All new functionality needs testing! The library provides several testing facilities that you can use: the 'tests' folders contains C++ Boost.Test tests, and the examples in the 'examples' folder are all run on a regular basis as continuous integration tests (except the MATLAB ones, lacking a MATLAB installation on the test server).

Adding a test for the Boost.Test project is as simple as copying the 'test_template.cpp' file in the tests folder, renaming it to your desired name and adding your test functions. Any .cpp file in the folder is automatically compiled and added to the test suite.

If you want to test the high-level functionality as exposed by the interfaces, go to examples/{LANG} and create an appropriate program to test it. Your example must terminate with value 0 if successful, and non-zero otherwise. Register your example program in examples/CMakeLists.txt.

### An example: adding a new function to the library

In this section, I will explain how to add a new function to an existing library object. In particular, I will explain how the function compute_feature_importances was added to the library.

1. Identify the position on where to add the function.

How general is it going to be? In case of the compute_feature_importances function, I decided to have it available for all IDeciders, so I added it to the interface and all implementing classes, in this case only the ThresholdDecider. If you are using the Array class, include the file ndarray.h in the fertilized directory.

The signature in this case was:

 1 2 virtual Array compute_feature_importances() const VIRTUAL((Array)); 

You can, but don't have to, use the macro VIRTUAL({return type}) for virtual functions, as it is done throughout the library. If the return type is a pointer, use VIRTUAL_PTR.

2. In what interfaces should it be available?

You can freely choose for each instantiation of the function in which interfaces it should be available. I selected all interfaces for this one. The binding_generator automatically generates wrappers for all basic C++ types, std::vectors of such types, and Array<dtype, dimensions, row_major_contiguous_dimensions>s (for a more detailed explanation of the Array class, see the API documentation; the two last dimension parameters should always be equal, indicating a row major array, and specify the number of array dimensions). In C++ and Python, you can also return std::vectors of library objects. This is, however, not yet supported for MATLAB.
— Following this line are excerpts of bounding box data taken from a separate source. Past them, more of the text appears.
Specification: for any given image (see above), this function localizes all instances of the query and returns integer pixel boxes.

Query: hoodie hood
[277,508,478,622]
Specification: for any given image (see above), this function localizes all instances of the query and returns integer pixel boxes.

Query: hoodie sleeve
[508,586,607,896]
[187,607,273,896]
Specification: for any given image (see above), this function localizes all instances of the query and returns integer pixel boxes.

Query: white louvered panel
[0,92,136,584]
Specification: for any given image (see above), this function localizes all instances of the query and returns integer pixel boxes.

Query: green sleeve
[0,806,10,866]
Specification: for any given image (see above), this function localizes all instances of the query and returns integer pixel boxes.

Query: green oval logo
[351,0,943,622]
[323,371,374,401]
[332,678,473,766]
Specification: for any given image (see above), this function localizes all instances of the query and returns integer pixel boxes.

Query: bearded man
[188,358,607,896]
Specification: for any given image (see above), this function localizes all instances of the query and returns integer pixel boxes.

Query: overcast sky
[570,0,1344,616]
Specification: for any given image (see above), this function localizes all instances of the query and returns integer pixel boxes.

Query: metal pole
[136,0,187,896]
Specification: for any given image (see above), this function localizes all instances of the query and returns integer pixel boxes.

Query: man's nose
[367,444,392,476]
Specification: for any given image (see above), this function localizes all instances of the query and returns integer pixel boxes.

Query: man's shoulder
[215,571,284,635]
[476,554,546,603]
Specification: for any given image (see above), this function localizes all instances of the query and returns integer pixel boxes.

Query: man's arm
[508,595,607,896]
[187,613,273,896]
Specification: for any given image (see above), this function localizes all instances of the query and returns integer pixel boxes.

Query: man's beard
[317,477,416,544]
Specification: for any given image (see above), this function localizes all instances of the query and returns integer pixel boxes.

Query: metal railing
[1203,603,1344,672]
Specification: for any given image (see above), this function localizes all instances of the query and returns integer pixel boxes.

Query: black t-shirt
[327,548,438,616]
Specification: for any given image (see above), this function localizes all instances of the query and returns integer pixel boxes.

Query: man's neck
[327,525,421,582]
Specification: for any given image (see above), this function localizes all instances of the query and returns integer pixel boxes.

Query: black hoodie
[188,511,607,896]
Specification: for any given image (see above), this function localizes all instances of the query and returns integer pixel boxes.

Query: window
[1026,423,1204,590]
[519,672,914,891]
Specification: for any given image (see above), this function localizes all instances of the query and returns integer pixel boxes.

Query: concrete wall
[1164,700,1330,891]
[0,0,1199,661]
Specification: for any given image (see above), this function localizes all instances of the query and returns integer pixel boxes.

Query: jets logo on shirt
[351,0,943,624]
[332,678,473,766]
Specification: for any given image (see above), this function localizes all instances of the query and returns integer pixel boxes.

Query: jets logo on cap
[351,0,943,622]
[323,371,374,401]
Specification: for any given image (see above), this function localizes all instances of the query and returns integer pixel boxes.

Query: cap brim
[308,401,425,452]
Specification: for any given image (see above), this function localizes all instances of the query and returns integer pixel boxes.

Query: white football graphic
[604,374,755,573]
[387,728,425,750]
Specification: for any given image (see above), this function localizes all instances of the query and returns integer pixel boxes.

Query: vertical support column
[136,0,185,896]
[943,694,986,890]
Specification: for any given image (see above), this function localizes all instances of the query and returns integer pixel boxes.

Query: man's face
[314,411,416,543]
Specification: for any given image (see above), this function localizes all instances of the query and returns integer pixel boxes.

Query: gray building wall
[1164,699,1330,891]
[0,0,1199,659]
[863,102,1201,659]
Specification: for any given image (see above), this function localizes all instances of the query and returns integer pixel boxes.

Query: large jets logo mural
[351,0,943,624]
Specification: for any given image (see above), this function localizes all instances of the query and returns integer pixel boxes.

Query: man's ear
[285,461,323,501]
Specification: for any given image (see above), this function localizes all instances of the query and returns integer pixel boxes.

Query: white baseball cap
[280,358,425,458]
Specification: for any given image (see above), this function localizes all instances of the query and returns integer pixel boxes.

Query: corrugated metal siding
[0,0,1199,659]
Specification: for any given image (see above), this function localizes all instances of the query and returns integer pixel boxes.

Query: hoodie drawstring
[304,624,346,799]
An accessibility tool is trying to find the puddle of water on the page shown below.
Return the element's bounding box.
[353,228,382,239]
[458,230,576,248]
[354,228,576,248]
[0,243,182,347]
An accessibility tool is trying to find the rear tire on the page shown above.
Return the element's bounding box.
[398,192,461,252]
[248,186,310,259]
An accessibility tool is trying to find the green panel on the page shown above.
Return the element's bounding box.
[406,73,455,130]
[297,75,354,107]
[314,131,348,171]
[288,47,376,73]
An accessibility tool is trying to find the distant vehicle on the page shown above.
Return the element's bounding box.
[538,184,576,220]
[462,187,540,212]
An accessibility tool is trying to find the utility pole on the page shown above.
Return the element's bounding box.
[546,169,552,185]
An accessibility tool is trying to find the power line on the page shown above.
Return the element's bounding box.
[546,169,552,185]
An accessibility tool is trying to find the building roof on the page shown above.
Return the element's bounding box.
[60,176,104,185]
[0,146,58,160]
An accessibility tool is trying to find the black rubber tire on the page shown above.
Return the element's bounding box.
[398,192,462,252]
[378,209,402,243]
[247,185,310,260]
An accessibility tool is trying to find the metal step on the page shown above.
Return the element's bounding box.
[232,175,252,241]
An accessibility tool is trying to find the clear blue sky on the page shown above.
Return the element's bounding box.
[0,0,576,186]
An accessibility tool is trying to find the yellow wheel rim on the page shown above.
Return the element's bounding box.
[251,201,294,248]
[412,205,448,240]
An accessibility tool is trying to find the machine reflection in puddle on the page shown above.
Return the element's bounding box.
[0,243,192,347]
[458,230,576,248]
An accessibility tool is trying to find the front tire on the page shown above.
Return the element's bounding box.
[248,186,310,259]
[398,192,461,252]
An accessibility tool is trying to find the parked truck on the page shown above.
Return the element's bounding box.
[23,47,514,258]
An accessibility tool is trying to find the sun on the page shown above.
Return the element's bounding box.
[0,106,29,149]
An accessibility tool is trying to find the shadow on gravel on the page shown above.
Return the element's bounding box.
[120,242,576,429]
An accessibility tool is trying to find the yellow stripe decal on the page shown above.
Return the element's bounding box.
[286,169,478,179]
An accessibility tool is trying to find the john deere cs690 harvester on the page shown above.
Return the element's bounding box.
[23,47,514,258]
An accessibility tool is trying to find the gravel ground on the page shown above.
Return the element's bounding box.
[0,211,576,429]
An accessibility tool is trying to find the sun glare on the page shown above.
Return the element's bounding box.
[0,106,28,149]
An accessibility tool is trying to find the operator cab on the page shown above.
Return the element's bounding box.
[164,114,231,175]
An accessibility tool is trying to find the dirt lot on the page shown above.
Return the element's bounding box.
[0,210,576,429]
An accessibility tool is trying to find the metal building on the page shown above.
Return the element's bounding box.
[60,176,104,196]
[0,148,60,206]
This is my doxygen comment for the function for the ThresholdDecider:

  1 2 3 4 5 6 7 8 9 10 11 12 13 14 15 16 /** * \brief Computes a feature importance vector. * * The vector is normalized to sum to 1.0. It contains the relative * frequencies of the feature occurences. Its length is the number * of available features. * * ----- * Available in: * - C++ * - Python * - Matlab * . * * ----- */ 

After adding a respective function to all necessary objects, run python generate.py followed by a compilation. You should already be able to use the function from all interfaces.

• add an example program to the examples project and use it as test.
For this example, I decided to use the Boost.Test framework. For this, I just copied the test_template.cpp in the folder tests and renamed the copy to compute_feature_importances.cpp. The template provides you with a near-complete stub for any library test. Any .cpp file in the fertilized_tests folder will automatically be linked to the test project.
Pull requests are very welcome! If you tested your functionality and find it useful for others (or you want to be able to pull in mainline functionality to keep your project up-to-date), simply create your own fork of the project on github, do a git push and send a pull request over the github homepage.